[Eng Sing has a standard Chinese haircut for that time period. Traditionally the baby’s head was completely shaved except a little topknot in the crown of his head. A “Shaving Feast” may have been held for Eng Sing when he was one-month old. At the feast an elaborate meal would be served for many guests. An article, from a Caucasian prospective, published on 3 March 1912 in the Dallas Morning News describes a feast with a fourteen-course meal with turtle, bacon, roast duck, eel, bamboo sprouts, pigeon, abalone and other exotic foods.]
See “A Chinese Shaving Feast,” Dallas Morning News (Dallas, TX), 3 March 1912, Section 3, page 3; Newspaper. Online at GenealogyBnk.com, http://bit.ly/1Kmmgfw, accessed 9 Sept 2015.

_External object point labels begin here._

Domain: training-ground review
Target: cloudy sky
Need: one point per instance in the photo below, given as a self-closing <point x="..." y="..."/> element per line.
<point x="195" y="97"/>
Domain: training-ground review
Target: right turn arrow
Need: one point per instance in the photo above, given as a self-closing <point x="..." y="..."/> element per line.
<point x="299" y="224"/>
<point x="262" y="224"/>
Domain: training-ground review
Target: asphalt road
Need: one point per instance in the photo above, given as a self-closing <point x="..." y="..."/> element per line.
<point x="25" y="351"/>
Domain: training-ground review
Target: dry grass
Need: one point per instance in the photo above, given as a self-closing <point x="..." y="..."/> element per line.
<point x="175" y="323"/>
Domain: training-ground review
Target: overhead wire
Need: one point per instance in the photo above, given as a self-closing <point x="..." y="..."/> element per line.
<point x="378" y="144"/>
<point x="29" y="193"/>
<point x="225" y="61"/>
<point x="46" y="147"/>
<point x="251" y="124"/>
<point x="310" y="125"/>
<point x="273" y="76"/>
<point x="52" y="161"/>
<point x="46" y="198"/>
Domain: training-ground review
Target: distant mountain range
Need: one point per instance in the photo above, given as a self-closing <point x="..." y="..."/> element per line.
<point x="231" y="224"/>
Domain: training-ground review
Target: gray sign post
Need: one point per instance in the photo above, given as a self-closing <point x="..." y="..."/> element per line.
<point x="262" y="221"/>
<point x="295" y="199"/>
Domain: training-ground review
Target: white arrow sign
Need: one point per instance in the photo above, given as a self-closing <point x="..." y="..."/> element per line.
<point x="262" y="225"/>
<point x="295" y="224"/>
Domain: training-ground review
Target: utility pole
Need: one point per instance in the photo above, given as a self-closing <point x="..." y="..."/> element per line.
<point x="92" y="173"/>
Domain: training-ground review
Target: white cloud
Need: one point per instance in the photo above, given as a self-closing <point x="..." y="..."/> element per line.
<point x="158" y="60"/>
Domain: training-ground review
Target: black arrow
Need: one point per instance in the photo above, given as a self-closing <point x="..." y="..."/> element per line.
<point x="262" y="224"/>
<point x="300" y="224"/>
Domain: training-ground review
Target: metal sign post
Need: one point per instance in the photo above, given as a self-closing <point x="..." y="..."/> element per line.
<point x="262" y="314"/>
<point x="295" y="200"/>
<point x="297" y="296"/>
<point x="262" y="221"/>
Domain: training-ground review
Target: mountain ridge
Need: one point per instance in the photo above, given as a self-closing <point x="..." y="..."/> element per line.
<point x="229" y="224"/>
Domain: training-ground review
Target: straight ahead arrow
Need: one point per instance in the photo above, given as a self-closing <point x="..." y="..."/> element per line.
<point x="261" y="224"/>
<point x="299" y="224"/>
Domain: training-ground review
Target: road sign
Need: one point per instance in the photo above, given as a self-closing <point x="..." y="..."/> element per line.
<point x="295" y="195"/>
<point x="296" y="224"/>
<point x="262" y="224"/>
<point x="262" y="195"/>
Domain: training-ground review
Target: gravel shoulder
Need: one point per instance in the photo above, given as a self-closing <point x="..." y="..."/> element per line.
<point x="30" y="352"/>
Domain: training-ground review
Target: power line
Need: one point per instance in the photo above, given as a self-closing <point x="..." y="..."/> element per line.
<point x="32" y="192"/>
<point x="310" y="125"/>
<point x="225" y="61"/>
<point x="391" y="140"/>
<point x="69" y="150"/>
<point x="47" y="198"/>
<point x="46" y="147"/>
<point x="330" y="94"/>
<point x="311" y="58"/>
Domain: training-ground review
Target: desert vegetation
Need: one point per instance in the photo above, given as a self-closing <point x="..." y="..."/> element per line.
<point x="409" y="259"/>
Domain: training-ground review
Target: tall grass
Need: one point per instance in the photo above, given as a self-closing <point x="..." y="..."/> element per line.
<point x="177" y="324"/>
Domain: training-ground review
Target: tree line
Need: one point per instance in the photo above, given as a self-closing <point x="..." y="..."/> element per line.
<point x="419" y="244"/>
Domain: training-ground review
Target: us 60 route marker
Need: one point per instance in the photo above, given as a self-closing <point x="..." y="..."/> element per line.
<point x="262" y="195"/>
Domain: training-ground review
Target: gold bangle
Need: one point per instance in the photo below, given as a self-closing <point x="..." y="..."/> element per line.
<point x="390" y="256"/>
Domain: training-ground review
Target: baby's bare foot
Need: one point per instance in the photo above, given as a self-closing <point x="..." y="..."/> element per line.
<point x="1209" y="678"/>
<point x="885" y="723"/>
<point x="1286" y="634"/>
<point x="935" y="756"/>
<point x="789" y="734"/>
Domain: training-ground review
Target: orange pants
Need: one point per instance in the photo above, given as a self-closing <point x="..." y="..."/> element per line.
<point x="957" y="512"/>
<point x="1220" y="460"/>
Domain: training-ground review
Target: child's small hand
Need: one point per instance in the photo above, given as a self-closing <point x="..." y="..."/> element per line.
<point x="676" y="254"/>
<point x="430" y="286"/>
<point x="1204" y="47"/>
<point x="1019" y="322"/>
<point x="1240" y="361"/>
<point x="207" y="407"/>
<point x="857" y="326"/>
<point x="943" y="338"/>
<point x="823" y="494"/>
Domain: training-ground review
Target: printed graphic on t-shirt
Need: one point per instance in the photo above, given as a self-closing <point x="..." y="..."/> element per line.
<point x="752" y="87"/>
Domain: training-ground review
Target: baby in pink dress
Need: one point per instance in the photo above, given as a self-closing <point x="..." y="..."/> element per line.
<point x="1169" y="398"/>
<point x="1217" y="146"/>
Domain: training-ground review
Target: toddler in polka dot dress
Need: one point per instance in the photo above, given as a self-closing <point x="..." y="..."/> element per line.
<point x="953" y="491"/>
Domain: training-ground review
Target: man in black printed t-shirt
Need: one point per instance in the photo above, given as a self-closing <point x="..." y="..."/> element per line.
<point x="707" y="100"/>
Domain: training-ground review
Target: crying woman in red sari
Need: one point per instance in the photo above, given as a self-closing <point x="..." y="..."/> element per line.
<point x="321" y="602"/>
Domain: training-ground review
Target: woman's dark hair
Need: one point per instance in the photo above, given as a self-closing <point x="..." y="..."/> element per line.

Eng Sing (on the right) was about three years old when this photograph was taken ca. 1912 with his mother and brother. Eng Sing, age 13, arrived in Seattle on 26 November 1925 on the SS President Jefferson. His father, a merchant, was unable to prove his relationship to his alleged son so Eng Sing was deported on 4 February 1926.
[Fake backgrounds were popular in portraits at this time but this is the first time I have seen a fake dog in a photograph.] [Note traditional haircuts on the boys.]